Amherst, Massachusetts Monday, April 10th, is shaping up to be another big day in the struggle for immigrant rights in the United States. Demonstrations, rallies, and all manner of activities have been announced for Monday in over 60 cities. ACORN offices seem to be heavily in the mix from San Diego to Palm Beach and many places in between. It has been a long time since any of us have been able to read about the Washington wallas in the Senate and House trying to figure out a compromise in the face of public protest and its rising tide. This is what brings hope for many and joy to organizers everywhere.
French students continued to rock and rampage particularly in and around Paris early this week in the 5th nationwide protest since the government proposed a new law that would declare an open season on firing young workers for two years. In this round 75% of the universities were closed by the student strikers. Street fighting seems to have broken out led by something called casseurs in French or “smashers” in English. These are small, mobile bands of youth who have been at the edge of the rougher stuff — breaking sidewalks and hurling the results of their labor at the police. The New York Times correspondents also indicated that in some cases the casseurs whipped up on protesters themselves as well as getting a little malicious mischief going with park benches, street signs, and what have you. Casseurs seem to have cut up around Paris as well as Caen, Lille, Rennes, and Lorient. Sorry, but I find this an interesting tactical development though it is largely out of control of anyone in charge of anything involved in these protests. Meanwhile the government is hard-handling this, but reeling behind the weight of the storm.

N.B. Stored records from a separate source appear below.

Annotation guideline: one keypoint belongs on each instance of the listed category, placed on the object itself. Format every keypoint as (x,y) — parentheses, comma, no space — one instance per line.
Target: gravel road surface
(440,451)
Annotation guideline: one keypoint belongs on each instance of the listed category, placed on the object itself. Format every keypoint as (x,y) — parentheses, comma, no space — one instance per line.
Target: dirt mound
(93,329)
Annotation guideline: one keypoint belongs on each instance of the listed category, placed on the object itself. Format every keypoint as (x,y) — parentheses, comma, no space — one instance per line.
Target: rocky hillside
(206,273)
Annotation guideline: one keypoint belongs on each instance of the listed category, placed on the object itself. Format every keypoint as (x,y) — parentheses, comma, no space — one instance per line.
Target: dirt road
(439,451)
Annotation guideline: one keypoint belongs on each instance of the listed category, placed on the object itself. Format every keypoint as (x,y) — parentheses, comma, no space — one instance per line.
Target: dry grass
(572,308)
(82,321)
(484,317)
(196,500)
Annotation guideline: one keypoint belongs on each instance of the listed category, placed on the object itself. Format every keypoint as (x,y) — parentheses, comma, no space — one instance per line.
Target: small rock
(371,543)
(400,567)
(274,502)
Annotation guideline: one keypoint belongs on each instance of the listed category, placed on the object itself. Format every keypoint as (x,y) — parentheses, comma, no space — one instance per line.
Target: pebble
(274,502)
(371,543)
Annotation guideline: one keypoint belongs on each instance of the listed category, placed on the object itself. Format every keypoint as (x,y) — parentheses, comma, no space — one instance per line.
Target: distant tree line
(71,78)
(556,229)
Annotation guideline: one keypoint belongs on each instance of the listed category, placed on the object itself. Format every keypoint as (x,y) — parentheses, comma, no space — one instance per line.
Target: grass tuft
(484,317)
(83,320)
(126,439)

Knowing of my interest in such things, Steve Bachmann, ACORN’s general counsel, mailed me a brief piece from The Wall Street Journal of 3 weeks ago, which identified Razzye Hammadi of the Sorbonne and head of the Movement of Young Socialists as one of the principal organizers of these protests over the last 2 months. Credit where credit is due, Brother Hammadi seems to have started in motion before the outlines of the government’s plans were even made public, because of his certainty that tinkering with labor laws in France was a recipe for opening up a can of whoop-ass in the streets. The article quotes him in mid-March saying, “The movement has taken off. We don’t control it anymore. We can’t stop it.” Indicating if nothing else that besides being well prepared, Brother Hammadi also has a deep, intuitive understanding of the nature of movements — as do the casseurs truth be told.
Tonight I speak to a class of organizers at the University of Massachusetts. Taking organizing in a class is a concept I need to understand. Tomorrow and Friday I will also be talking to similar folks at Cornell.
I want to believe that all of this is catching. I look forward to seeing for myself.